Antitrust Skeptic’s Bibliography
Since economic regulations—including antitrust—transfer wealth, they inevitably attract political entrepreneurs seeking entry or price regulation to hobble or preempt competition. Thus, a more skeptical interpretation of antitrust activism is that antitrust benefits political “entrepreneurs” rather than consumers.
1. What is antitrust?
Today’s body of antitrust laws is the culmination of over one hundred years of unclear objectives, contradictory interpretations, and controversial court decisions. At its most basic, antitrust is regulation restricting certain business arrangements and decisions. In the U.S., the stated aim of antitrust law is preserving competition in the marketplace to the benefit of consumers.
2. Why was antitrust created and what’s its history in the U.S.?

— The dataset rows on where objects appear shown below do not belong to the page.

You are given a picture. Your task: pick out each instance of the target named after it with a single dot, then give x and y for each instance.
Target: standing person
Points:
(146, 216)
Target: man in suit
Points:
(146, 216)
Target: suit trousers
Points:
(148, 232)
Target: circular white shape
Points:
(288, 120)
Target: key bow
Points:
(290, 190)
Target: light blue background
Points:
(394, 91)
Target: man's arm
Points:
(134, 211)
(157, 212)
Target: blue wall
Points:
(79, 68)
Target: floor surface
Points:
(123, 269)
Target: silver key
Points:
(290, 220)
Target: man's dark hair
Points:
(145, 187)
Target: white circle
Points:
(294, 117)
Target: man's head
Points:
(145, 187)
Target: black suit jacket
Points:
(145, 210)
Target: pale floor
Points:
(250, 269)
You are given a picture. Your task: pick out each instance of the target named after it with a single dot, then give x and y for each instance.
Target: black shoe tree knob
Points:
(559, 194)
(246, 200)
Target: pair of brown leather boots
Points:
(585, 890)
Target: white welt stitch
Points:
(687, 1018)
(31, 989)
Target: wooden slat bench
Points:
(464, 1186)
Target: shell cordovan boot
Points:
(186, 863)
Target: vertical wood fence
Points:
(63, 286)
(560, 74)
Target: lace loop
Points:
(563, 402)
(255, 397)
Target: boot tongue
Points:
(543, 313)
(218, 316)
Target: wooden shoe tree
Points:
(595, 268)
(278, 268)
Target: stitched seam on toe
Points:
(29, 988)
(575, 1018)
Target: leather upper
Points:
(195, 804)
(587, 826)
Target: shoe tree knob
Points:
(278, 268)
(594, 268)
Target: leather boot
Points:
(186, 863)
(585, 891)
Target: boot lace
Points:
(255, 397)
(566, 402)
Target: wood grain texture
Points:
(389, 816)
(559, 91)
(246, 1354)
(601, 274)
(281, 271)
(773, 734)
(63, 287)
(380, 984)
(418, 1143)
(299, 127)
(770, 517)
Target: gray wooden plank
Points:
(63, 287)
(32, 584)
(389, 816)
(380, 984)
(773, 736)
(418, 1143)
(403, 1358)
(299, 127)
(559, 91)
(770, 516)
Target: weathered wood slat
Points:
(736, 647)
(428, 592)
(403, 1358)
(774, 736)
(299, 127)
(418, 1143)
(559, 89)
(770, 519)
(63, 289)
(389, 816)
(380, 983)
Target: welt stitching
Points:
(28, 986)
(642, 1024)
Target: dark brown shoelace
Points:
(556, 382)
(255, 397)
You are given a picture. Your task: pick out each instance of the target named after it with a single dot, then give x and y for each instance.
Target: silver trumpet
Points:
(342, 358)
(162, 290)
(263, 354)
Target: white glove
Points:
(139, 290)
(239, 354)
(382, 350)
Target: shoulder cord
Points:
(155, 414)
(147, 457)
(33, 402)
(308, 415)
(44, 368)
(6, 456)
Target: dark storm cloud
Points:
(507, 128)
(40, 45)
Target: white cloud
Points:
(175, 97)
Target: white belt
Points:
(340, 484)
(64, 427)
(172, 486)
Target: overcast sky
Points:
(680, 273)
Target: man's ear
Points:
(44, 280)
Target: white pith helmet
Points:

The earliest impulses towards federal antitrust legislation grew out of dissatisfaction with the railroads of the late nineteenth century, which were themselves government granted monopolies. When the problematic results of this government-created uneven playing field began to surface, so did political alliances calling for corrective government action. To that end, rate discrimination was outlawed with the passage of The Interstate Commerce Act passed in 1887. By 1888, antitrust planks appeared in both of the major political party’s platforms.
The most contentious point of antitrust law debate was to follow; Congress passed the Sherman Act in 1890. Whether the intent of the lawmakers was consumer welfare, outlawing certain business practices, preventing cartels, or blocking mergers has been the subject of debate ever since. Section I of the Sherman Act prohibits contracts, combinations, and conspiracies in restraint of trade or commerce. Section II outlaws monopolization, conspiracies, and attempts to monopolize. There are also criminal consequences for violations and obligations for federal officers to institute equity proceedings on behalf of the public good.
A series of court cases that were contradictory in their reasoning followed: United States v. Trans-Missouri Freight Association, Standard Oil Company of New Jersey v. United States and, much later, United States v. Alcoa.
The Democratic Congress of 1914 made a two-pronged attempt to strengthen antitrust policy. The House created the Federal Trade Commission, while the Senate took the lead in creating the Clayton Act that same year. The Act attempted to provide clarity to the courts by expressing naming prohibited practices and forbade tying and exclusive dealing in situations where the practice could significantly reduce competition.
The next century saw continued ambiguity and action in antitrust law. Cases included numerous suits against IBM, the National Bell telephone system being broken into so-called Baby Bells by consent decree, and the case against Microsoft in the late 1990s.